It is in this light that the latest decision by the Indian government to issue $3.3 billion worth of sovereign green bond issue assumes significance.
Sovereign green bonds are just like any other sovereign bonds that are issued by the government authority. However, the only difference is the application of the funds so raised since such funds can only be used in activities and projects that reduce the carbon footprint like renewable energy, green hydrogen, chargeable batteries etc.
The cost of funds is lower in these green bonds as it has carbon neutrality benefits for the buyers of such bonds.
While the finer details are yet to be confirmed, the issue is expected to debut in the market around the first or the second quarter of FY23. This will be the first tranche and the centre may look to sell green bonds beyond $3.3 billion if there is reasonable appetite for such paper.
This issue marks a clear shift in the stance of the Indian economy to move towards a low-carbon economy. The cost and other modalities are yet to be worked out.
For India, the foray into green bonds, to an extent offsets the risk of sovereign bonds. Normally sovereign bonds tend to enhance the liability of the issuer if the domestic currency weakens since such bonds are normally denominated in hard currencies like the US Dollar or the Euro.
For the Indian economy, this move will also give a boost to their efforts to meet the goal of becoming net-zero emissions and carbon neutral by the year 2070.
While the yield on the 10-year benchmark sovereign bonds are quoting at around 6.85%, the government expects to be able to borrow at lower rates via green bonds.

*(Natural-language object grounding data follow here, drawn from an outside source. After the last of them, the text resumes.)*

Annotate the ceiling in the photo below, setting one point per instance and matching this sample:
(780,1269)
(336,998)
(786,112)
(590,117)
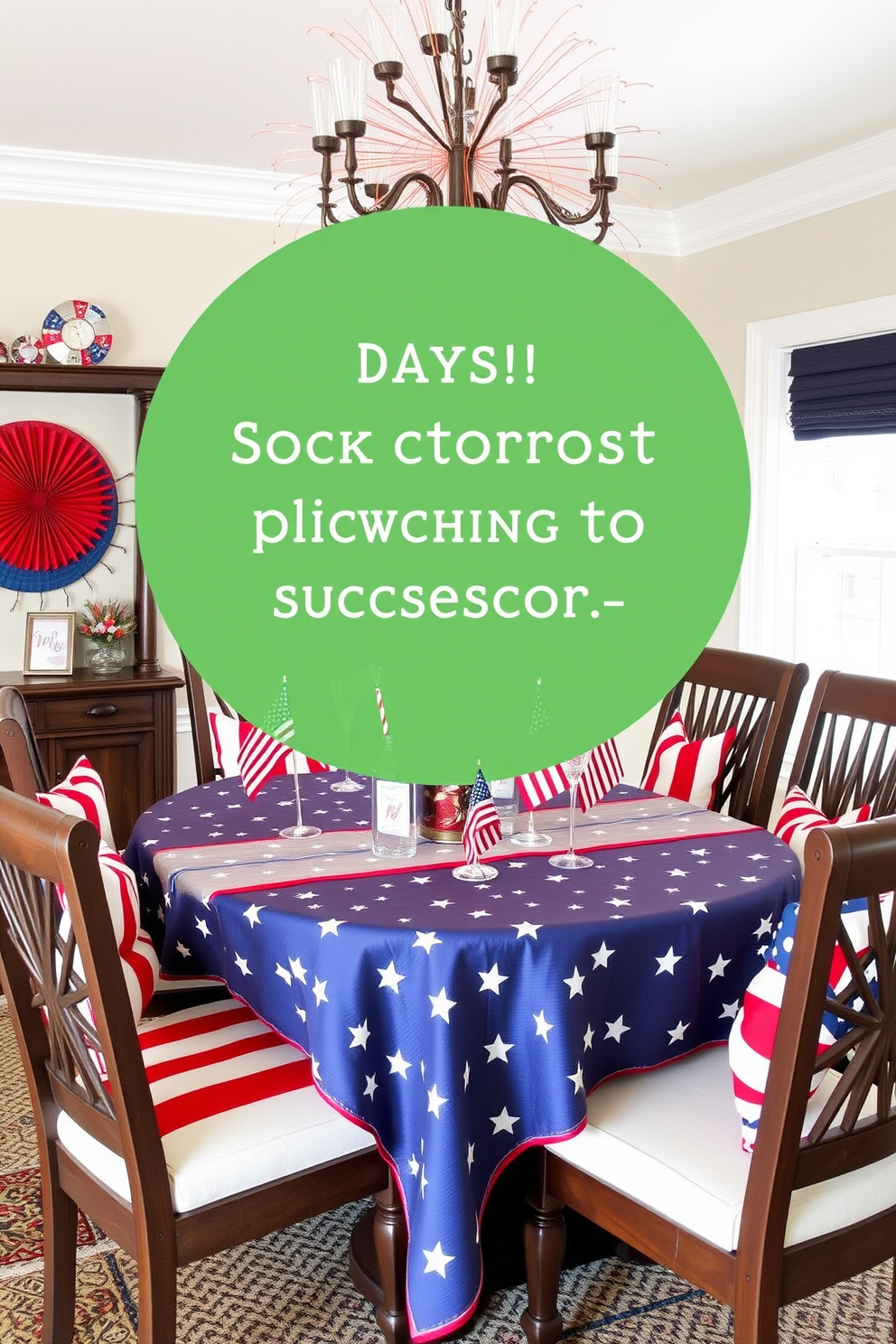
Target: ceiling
(735,90)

That will be the main attraction because unless the differential is significant enough, it may not make much sense for India to take on the risk of sovereign debt. This is in sync with the global boom in sustainable energies, sustainable strategies and sustainable business models.
Indian business groups like Reliance and Adani have lined up billions of dollars in green projects like renewable energy, green hydrogen, EV batteries, EV ecosystems etc.
India is already the third-largest emitter of greenhouse gases and plans to quadruple its renewable power generation capacity by 2030. With the global investor and lender appetite for renewable businesses at an all-time high, the time is appropriate for the launch.